Oh, and make it so you can measure things by sight.
Also potentially part of the dating service app.
It's happening so fast that I think we won't even notice when it goes too far. It will run right past us, out of reach. We'll stretch and claw to get it back, but to no avail, as the beast will be loose, and man will have lost his prominence to his own creation, just like God did before him.
@sorun: "share it to my circles" is a google+ term. a circle is roughly equivalent to your friends list on facebook (i think).
"Oh, and make it so you can measure things by sight. That would rule. How tall is that tree? How wide is that bench?"
36-24-36
Clearly illegal -- distracted walking! I'm sure Bloomberg and his nannies are readying their ordinances.
As soon as hipsters start tumbling into open trenches, it will lose its cache. Has Siri really taken off? Seems like another distraction to me.
We are all Robocops now.
Maybe it should read "Share to My Circles/Delete."
Alas, Google+ doesn't seem to have caught on.
Or maybe I'm wrong about that.
I'm sure Bloomberg and his nannies are readying their ordinances
It will be forbidden, umless they can see a personal advantage to making it mandatory.

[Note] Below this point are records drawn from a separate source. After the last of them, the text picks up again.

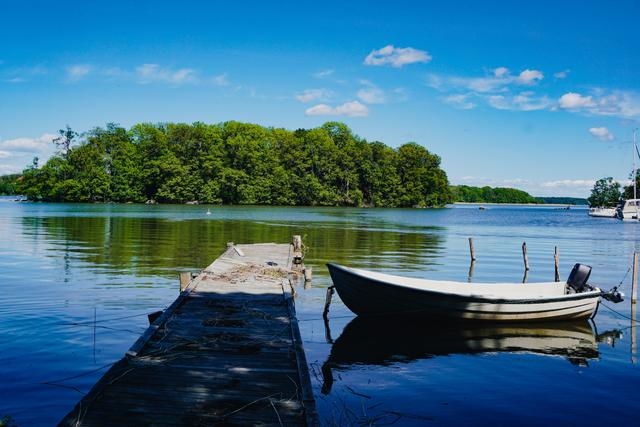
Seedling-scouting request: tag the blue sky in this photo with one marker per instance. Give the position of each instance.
(540, 96)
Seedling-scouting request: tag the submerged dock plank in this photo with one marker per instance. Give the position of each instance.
(227, 352)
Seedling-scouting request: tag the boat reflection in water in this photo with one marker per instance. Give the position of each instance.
(385, 341)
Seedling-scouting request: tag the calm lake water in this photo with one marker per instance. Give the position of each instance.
(62, 265)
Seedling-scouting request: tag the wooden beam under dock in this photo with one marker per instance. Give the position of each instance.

I guess we need to have the government supply these free to all feminists so that they can be warned of oncoming traffic. We need to protect the most vulnerable of our community.
Do the google glasses inform women on the status of their underpants homunculi?
Bajingo tweets would prolly be helpful, when them ovaries be painin'.
What's wanted is a bigger L2 cache and faster processor, not stupid glasses.
Adults are "oohing" and "ahhing". Their kids are gonna go "Uh? What's the big deal?"
Read Verner Vinge's Rainbows End or Stephen Baxters The Light of Other Days.
Nanotech in medicine is where I get a tech chubby. Imagine having robots small enough to enter your cells and repair damage, 1 cell at a time. Unclog blood clots before a stroke, or remove (dammit, brain fart) Cholesterol! remove cholesterol from your arteries, or repair a thin heart wall.
You could have the nannies invade gametes so babies were born already enhanced.
Just watched the video, I can see liberals insisting that the government pay for these things because it would be discriminatory for only the wealthy to have such access. I can also see Google even further in bed with the NSA, DHS, and every other alphabet soup bureaucracy in DC to invade our privacy.
And I can see really intellectually lazy people being totally lost if these things go down.
Let me test them. If I vote for Obama, they work.
I don't think that much augmentation is possible, but try me.